In December 2017, President Donald Trump signed a new tax bill into law. Known previously as the “Tax Cuts and Jobs Act,” the reform will have far-reaching impacts on many areas of tax and financial planning. One significant area of impact is estate planning.
The tax reform legislation raised the estate tax exemption to $11.18 million per person and $22.36 million per married couple for 2018. That was a significant increase over prior limits. The estate tax exemption for an individual is $11.58 million in 2020, according to the IRS. This eliminates any federal estate taxes on amounts under those limits gifted to heirs during your lifetime or left to them upon your death.
The new legislation effectively eliminates the federal estate tax for all but the wealthiest individuals. One caveat is worth noting: as with most of the provisions of the act, these rules are set to expire at the end of 2025. At that time, the exemption amounts will revert back to previous levels, adjusted for inflation.
The generation-skipping tax (GST) rate exemption also increased to the same amount as above for individuals and married couples. This increase also expires at the end of 2025.
Finally, the method used to calculate inflation on these exemptions and other related areas has been changed. Now, instead of the traditional Consumer Price Index, which was previously used, inflation and exemptions will be calculated based on the Chained-CPI, a modified measure of inflation that adjusts for “situation bias,” or accounts for the shifting purchasing behaviors of consumers.
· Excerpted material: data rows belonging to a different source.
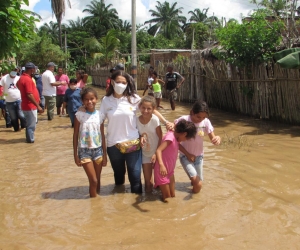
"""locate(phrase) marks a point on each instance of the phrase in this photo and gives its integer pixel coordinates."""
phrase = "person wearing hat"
(13, 99)
(49, 89)
(171, 85)
(120, 66)
(30, 100)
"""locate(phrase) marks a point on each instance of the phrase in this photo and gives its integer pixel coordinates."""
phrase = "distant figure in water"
(81, 78)
(166, 155)
(172, 86)
(192, 160)
(89, 141)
The Chained-CPI generally yields a lower rate of inflation.
The temporary increase in the exemptions for the federal estate tax and the GST means that until the end of 2025 (unless Congress repeals or extends these rules), many will be able to give away more of their estate to their heirs without paying estate taxes. For beneficiaries, the new law has obvious benefits, but its introduction doesn’t eliminate the need for estate and tax planning.
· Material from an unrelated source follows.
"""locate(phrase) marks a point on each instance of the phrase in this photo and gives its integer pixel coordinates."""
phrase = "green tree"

The most recent tax reform did not repeal the estate tax for those states that assess one. If you live in one of the following states, your assets will still be subject to the appropriate level of any state-imposed estate tax:
District of Columbia
Additionally, with many states facing substantial fiscal challenges, it’s not beyond the realm of possibility that some states that currently don’t have an inheritance tax might consider enacting one in the future.
Individuals facing state-level estate taxes should consider tactics such as a disclaimer and a bypass trust, or a qualified terminable interest property (QTIP) trust, both of which allow a degree of flexibility in the allocation of the assets in your estate, in order to minimize the impact of taxes on their estate.
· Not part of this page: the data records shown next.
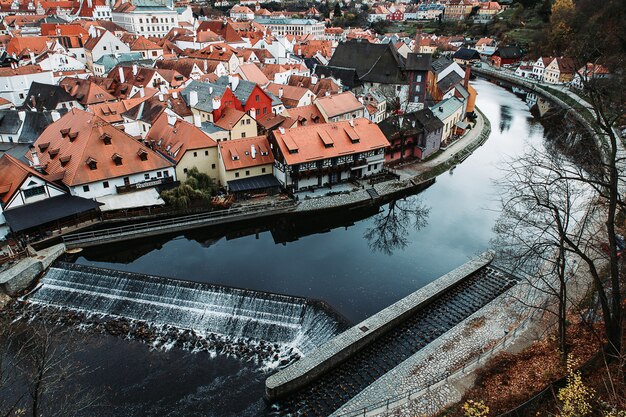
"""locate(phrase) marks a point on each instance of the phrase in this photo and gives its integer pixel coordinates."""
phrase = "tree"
(391, 227)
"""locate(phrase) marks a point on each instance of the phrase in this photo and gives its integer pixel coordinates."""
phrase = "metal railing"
(166, 224)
With the increased exemption limits, lifetime gifts of estate assets can be made without concern of triggering federal gift and estate taxes, except for those with estates in excess of the exemption amounts. Gifting can also be done with an eye toward shifting assets likely to experience high levels of appreciation. This can shield the appreciation of those assets from future estate taxation in your estate once the current exemption limits expire after 2025.
It’s worth noting that lifetime gifts are not entitled to a step-up in cost basis as with assets transferred to heirs upon your death. This means that before gifting appreciated assets like shares of stock, be sure to consider the tax impact upon the recipient of the gift.
One tactic to consider in some cases is the spousal lifetime access trust (SLAT). The SLAT is an irrevocable trust that removes the assets from an individual’s estate but transfers the assets to an irrevocable trust for the benefit of their spouse. The benefit is that those assets are out of the individual’s estate, allowing them to take advantage of the increased estate tax exemption prior to the 2025 deadline, while still retaining a degree of control over those assets via their spouse during their lifetime.
SLATs do have downsides. Should the couple divorce, the grantee has no claim to the assets in the SLAT. It is also critical to ensure that, should both spouses use a SLAT, the trusts are not identical. This helps to avoid the risk that the trusts will be deemed to be substantially identical, in violation of the “reciprocal trust doctrine,” which could invalidate the trust.
One potential unintended consequence of the higher exemption limits is that some heirs may unintentionally be disinherited. Many estate plans are set up to use a bypass trust, which directs a trustee to use any remaining estate tax exemption amount to fund the bypass trust. This would be done before distributing the remaining assets in the estate to the intended heirs.
The size of the bypass trust in a case like this could cause some heirs to be unintentionally disinherited. Those with this type of provision should review their estate planning documents.
Life insurance policies have been a popular way to help heirs cover any estate taxes that might be due in conjunction with a large estate in excess of the exemption limits. With the increase in the exemption, the prevalence of these exemptions may wane.
These policies can now serve as a backstop for the estate, allowing grantors to pass assets in a tax-efficient manner and providing liquidity in cases where some of the estate assets are illiquid, such as real estate or an interest in a business.
Tax reform has resulted in many changes for taxpayers, beginning with the 2018 tax season. Estate planning is one area that has been impacted, but like most of the tax reform legislation, the impact is temporary and will largely revert to the prior rules after 2025.
Especially for those with larger estates, it is wise to review your current estate planning documents to ensure that they still do what you intended for them to do and to ensure that you are taking full advantage of any opportunities under tax reform.